Step 1: Set Up Your Databricks Environment

Begin by setting up an account on Databricks if you haven't already, and create a new workspace. In your workspace, create a new cluster. Choose the appropriate configurations for your cluster, such as the instance type and the Databricks runtime version. Ensure your cluster is running before proceeding with the data transfer process.

Step 2: Access SpaceX API

SpaceX offers a public API that allows you to access various datasets. You can find documentation and endpoints for the SpaceX API at [SpaceX API Documentation](https://github.com/r-spacex/SpaceX-API). Use Python's `requests` library within a Databricks notebook to send HTTP requests to the SpaceX API and retrieve data. Begin with a simple GET request to fetch data, for example:
```python
import requests

response = requests.get('https://api.spacexdata.com/v4/launches/latest')
data = response.json()
```

Step 3: Parse the Retrieved Data

Once you have retrieved the data from the SpaceX API, parse the JSON response to extract relevant fields. This involves understanding the structure of the JSON data and selecting the fields you are interested in.

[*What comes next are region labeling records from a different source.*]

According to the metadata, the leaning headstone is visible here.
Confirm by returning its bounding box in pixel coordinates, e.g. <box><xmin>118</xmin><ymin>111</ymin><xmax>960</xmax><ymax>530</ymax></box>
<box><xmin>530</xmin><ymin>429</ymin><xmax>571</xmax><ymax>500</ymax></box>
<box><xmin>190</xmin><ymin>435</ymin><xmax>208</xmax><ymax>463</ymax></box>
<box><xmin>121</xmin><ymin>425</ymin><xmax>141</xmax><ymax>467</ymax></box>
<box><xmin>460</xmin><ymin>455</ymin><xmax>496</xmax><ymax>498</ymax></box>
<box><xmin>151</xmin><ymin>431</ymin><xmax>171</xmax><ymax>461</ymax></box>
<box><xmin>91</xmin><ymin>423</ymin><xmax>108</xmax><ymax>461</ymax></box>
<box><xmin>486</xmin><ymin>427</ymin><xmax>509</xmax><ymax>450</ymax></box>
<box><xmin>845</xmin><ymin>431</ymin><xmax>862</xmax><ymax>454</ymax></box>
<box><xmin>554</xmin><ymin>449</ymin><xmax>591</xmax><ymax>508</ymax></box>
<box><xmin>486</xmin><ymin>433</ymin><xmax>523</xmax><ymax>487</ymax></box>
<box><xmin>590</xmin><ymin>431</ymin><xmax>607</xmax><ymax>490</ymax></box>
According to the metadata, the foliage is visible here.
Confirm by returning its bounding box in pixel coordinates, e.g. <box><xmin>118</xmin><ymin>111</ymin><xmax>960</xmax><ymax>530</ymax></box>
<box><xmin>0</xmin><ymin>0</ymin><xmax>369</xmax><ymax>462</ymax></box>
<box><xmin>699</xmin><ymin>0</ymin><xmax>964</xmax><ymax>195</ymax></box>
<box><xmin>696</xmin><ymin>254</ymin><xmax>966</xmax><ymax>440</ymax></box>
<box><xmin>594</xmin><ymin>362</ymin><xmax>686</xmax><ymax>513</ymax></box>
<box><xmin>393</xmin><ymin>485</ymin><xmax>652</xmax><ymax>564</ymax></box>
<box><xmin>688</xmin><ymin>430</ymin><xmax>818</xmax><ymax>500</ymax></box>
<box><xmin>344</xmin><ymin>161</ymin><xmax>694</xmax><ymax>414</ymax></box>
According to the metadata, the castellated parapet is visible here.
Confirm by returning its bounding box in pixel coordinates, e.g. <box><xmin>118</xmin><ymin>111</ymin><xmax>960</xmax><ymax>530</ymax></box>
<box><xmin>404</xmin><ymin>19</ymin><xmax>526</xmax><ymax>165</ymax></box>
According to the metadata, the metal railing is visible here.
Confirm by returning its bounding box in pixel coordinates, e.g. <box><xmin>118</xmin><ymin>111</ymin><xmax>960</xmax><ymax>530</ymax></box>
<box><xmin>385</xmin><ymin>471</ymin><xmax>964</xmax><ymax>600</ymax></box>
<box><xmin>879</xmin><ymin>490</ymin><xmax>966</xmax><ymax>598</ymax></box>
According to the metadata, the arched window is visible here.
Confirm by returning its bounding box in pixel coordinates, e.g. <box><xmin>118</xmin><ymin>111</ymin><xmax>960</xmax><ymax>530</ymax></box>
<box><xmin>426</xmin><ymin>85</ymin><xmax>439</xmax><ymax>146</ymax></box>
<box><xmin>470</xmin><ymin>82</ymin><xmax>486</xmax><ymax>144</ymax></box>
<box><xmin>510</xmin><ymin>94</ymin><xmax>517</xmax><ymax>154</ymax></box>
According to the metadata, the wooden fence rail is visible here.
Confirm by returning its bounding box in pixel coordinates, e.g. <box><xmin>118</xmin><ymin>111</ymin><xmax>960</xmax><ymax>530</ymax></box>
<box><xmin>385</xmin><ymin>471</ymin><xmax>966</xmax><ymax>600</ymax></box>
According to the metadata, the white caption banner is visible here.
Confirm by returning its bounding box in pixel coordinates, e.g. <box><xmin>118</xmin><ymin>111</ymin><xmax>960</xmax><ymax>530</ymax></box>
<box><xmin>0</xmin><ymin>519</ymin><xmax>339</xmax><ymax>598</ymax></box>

You can use Python's built-in JSON handling capabilities to navigate through the data structure.
```python
launch_data = {
'name': data['name'],
'date': data['date_utc'],
'rocket': data['rocket'],
'success': data['success']
}
```

Step 4: Prepare Data for Databricks

Convert the parsed data into a format that can be easily uploaded to Databricks. A common approach is to use pandas to structure the data into a DataFrame. This helps in managing the data effectively and provides a seamless way to write it to a Databricks table.
```python
import pandas as pd

df = pd.DataFrame([launch_data])
```

Step 5: Upload Data to Databricks FileStore

Databricks FileStore allows you to store files that can be accessed within your Databricks environment. Save your DataFrame as a CSV file and upload it to the FileStore. This can be done using the `dbutils` library in Databricks.
```python
df.to_csv('/dbfs/FileStore/tables/spacex_launches.csv', index=False)
```

Step 6: Create a Table in Databricks Lakehouse

Use SQL or Python to create a table in your Databricks Lakehouse to store the SpaceX data. You can execute SQL commands within a Databricks notebook to define the schema of the table and ensure it matches the structure of your data.
```sql
CREATE TABLE IF NOT EXISTS spacex_launches (
name STRING,
date STRING,
rocket STRING,
success BOOLEAN
)
```

Step 7: Load Data into Databricks Lakehouse

Finally, load the data from the CSV file in the FileStore into the table you created in the Databricks Lakehouse. You can use SQL commands within Databricks to achieve this. The following command reads the CSV and inserts the data into the table:
```sql
COPY INTO spacex_launches
FROM 'dbfs:/FileStore/tables/spacex_launches.csv'
FILEFORMAT = CSV
```
This sequence of steps guides you through retrieving data from the SpaceX API and transferring it to a Databricks Lakehouse, without relying on third-party connectors or integrations.